Fixing the Housing Market May Help End the Recession
Those debating the form of a new federal economic stimulus package cannot ignore the struggling housing market. It is the single-largest component of the U.S. economy, and its positive and negative impacts reach into every nook and cranny. Housing’s long-term prospects are bright due to positive demographics, and the market has the proven ability to lead the nation out of recession as demonstrated several times since World War Two. The problem at the moment is that the financial wreckage caused by irresponsible financial institutions needs to be cleared out, the surplus housing stock reduced and consumer confidence restored. A carefully crafted stimulus component can do all of that, and more.

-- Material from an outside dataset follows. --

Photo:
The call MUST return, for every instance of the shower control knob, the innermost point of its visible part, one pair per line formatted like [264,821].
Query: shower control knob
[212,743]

A new study commissioned by the Fix Housing First Coalition indicates a significant tax credit for all homebuyers from $10,000 to $22,000 (depending on Federal Housing Administration loan limits) with a subsidized mortgage interest rate of 2.99% would increase GDP by 1% annually, create 940,000 new jobs annually, increase average homeowner equity by $25,000 by 2012, increase aggregate homeowner equity by more than $2 trillion by 2012 and generate revenue at the federal and state levels that would exceed the cost of the program. That kind of public investment will surely pay better dividends than the hundreds of billions of dollars spent to bail out financial firms that largely caused the housing mess. Those companies seem to be more interested in executive bonuses, office renovations and corporate jets than America.